Add Information during standby recovery conflicts

From: "Drouvot, Bertrand" <bdrouvot(at)amazon(dot)com>
To: <pgsql-hackers(at)postgresql(dot)org>
Subject: Add Information during standby recovery conflicts
Date: 2020-06-18 07:28:13
Message-ID: 9a60178c-a853-1440-2cdc-c3af916cff59@amazon.com
Views: Raw Message | Whole Thread | Download mbox | Resend email
Thread:
Lists: pgsql-hackers

Hi hackers,

I've attached a patch to add information during standby recovery conflicts.
The motive behind is to be able to get some information:

* On the apply side
* On the blocker(s) side

_Motivation:_

When a standby recovery conflict occurs it could be useful to get more
information to be able to dive deep on the root cause and find a way to
avoid/mitigate new occurrences.

Adding this information would make the investigations easier, it could
help answering questions like:

* On which LSN was the WAL apply blocked?
* What was the purpose of the bocked WAL record?
* On which relation (if any) was the blocked WAL record related to?
* What was the blocker(s) doing?
* When did the blocker(s) started their queries (if any)?
* What was the blocker(s) waiting for? on which wait event?
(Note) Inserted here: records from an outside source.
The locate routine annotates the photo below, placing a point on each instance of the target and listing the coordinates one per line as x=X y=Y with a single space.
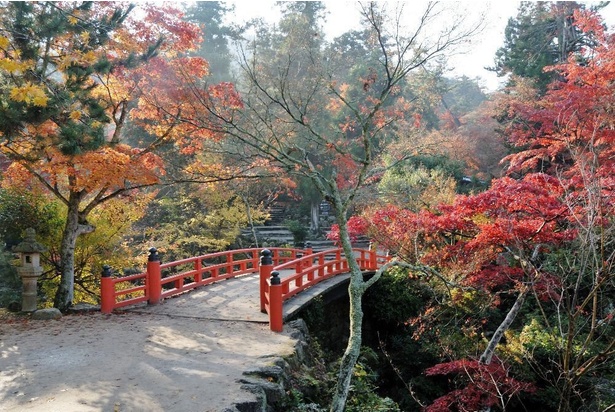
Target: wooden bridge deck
x=235 y=299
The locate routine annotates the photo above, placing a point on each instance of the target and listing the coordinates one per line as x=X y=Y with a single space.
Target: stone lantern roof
x=29 y=244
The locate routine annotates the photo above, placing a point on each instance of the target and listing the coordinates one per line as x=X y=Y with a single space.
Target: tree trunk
x=250 y=220
x=73 y=228
x=315 y=216
x=497 y=335
x=356 y=289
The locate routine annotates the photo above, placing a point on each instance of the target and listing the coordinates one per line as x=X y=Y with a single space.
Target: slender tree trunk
x=508 y=320
x=73 y=228
x=315 y=215
x=356 y=289
x=250 y=220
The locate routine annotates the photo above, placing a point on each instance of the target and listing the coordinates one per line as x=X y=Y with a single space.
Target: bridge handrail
x=308 y=274
x=324 y=269
x=155 y=286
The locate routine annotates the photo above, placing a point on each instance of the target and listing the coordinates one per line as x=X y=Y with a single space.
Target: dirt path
x=131 y=362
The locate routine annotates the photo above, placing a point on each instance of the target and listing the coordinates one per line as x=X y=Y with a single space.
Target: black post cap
x=266 y=257
x=275 y=277
x=153 y=255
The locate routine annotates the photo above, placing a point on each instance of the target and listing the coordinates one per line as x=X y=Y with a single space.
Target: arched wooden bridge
x=280 y=275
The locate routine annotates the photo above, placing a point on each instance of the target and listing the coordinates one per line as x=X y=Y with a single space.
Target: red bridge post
x=266 y=265
x=154 y=277
x=107 y=291
x=276 y=319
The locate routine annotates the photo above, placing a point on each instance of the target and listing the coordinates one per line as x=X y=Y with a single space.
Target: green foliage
x=299 y=231
x=21 y=209
x=363 y=394
x=194 y=221
x=396 y=298
x=216 y=36
x=10 y=283
x=542 y=34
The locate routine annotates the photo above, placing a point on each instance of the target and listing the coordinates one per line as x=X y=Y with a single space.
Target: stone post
x=30 y=269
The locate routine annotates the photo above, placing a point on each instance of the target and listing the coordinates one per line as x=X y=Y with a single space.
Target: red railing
x=309 y=270
x=164 y=280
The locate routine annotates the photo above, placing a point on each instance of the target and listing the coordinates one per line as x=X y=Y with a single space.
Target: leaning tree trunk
x=73 y=228
x=487 y=355
x=356 y=289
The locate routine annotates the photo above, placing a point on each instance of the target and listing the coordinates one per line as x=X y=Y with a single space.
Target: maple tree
x=303 y=115
x=74 y=75
x=539 y=239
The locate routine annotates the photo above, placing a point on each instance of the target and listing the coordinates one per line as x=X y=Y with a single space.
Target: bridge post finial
x=265 y=272
x=266 y=258
x=153 y=280
x=275 y=277
x=107 y=290
x=153 y=255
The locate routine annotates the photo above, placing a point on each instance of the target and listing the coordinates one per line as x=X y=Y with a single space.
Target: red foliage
x=484 y=237
x=357 y=226
x=485 y=386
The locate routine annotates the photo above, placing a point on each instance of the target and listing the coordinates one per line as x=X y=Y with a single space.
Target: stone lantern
x=30 y=268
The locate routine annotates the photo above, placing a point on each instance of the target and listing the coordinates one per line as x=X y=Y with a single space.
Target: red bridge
x=282 y=273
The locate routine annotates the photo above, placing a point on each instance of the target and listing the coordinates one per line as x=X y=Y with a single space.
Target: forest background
x=124 y=128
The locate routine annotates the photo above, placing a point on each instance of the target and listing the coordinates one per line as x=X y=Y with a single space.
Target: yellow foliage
x=13 y=66
x=30 y=94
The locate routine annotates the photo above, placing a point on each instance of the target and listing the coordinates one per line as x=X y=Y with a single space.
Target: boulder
x=46 y=314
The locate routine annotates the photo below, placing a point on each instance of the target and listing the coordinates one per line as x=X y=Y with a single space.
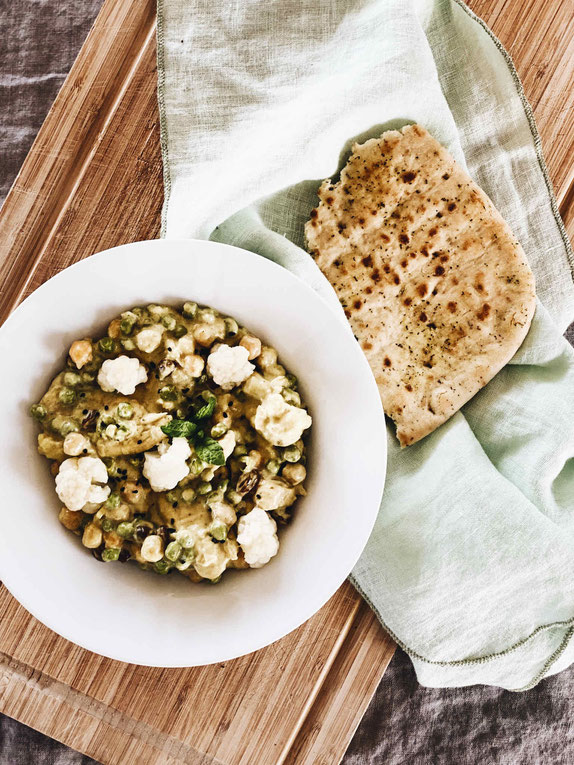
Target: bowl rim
x=47 y=615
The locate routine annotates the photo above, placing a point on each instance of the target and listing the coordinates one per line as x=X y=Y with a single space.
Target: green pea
x=219 y=430
x=173 y=551
x=189 y=310
x=168 y=321
x=67 y=395
x=291 y=397
x=184 y=538
x=64 y=425
x=107 y=345
x=38 y=411
x=188 y=495
x=195 y=466
x=218 y=531
x=111 y=553
x=273 y=466
x=180 y=330
x=112 y=467
x=125 y=529
x=231 y=327
x=240 y=450
x=125 y=410
x=113 y=501
x=72 y=379
x=168 y=393
x=291 y=454
x=163 y=566
x=127 y=322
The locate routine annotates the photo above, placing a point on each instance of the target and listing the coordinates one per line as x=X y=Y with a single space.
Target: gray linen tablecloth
x=405 y=723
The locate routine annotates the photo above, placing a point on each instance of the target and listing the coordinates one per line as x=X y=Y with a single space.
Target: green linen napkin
x=471 y=562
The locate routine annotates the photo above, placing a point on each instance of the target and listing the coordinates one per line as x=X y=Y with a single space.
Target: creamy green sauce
x=239 y=453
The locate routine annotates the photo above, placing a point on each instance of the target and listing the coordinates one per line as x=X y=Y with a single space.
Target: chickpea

_Technical context and proposal:_

There is 2 points in this patch:

* Add the information about the blocked WAL record. This is done in
standby.c (ResolveRecoveryConflictWithVirtualXIDs,
ResolveRecoveryConflictWithDatabase, StandbyTimeoutHandler)
* Add the information about the blocker(s). This is done in postgres.c
(RecoveryConflictInterrupt)

_Outcome Example:_

2020-06-15 06:48:23.774 UTC [6971] LOG: wal record apply is blocked by 2 connection(s), reason: User query might have needed to see row versions that must be removed.
2020-06-15 06:48:23.774 UTC [6971] LOG: blocked wal record rmgr: Heap2, lsn: 0/038E2678, received at: 2020-06-15 06:48:23.774098+00, desc: CLEAN, relation: rel 1663/13586/16652 fork main blk 0
2020-06-15 06:48:54.773 UTC [7088] LOG: about to interrupt pid: 7088, backend_type: client backend, state: active, wait_event_type: Timeout, wait_event: PgSleep, query_start: 2020-06-15 06:48:14.87672+00
2020-06-15 06:48:54.773 UTC [7088] DETAIL: statement: select *, pg_sleep(120) from bdt;
2020-06-15 06:48:54.773 UTC [7088] STATEMENT: select *, pg_sleep(120) from bdt;
2020-06-15 06:48:54.773 UTC [7088] ERROR: canceling statement due to conflict with recovery
2020-06-15 06:48:54.773 UTC [7088] DETAIL: User query might have needed to see row versions that must be removed.
2020-06-15 06:48:54.773 UTC [7088] STATEMENT: select *, pg_sleep(120) from bdt;
2020-06-15 06:48:54.778 UTC [7037] LOG: about to interrupt pid: 7037, backend_type: client backend, state: active, wait_event_type: Timeout, wait_event: PgSleep, query_start: 2020-06-15 06:48:13.008427+00
2020-06-15 06:48:54.778 UTC [7037] DETAIL: statement: select *, pg_sleep(300) from bdt;
2020-06-15 06:48:54.778 UTC [7037] STATEMENT: select *, pg_sleep(300) from bdt;
2020-06-15 06:48:54.778 UTC [7037] ERROR: canceling statement due to conflict with recovery
2020-06-15 06:48:54.778 UTC [7037] DETAIL: User query might have needed to see row versions that must be removed.
2020-06-15 06:48:54.778 UTC [7037] STATEMENT: select *, pg_sleep(300) from bdt;

It takes care of the other conflicts reason too.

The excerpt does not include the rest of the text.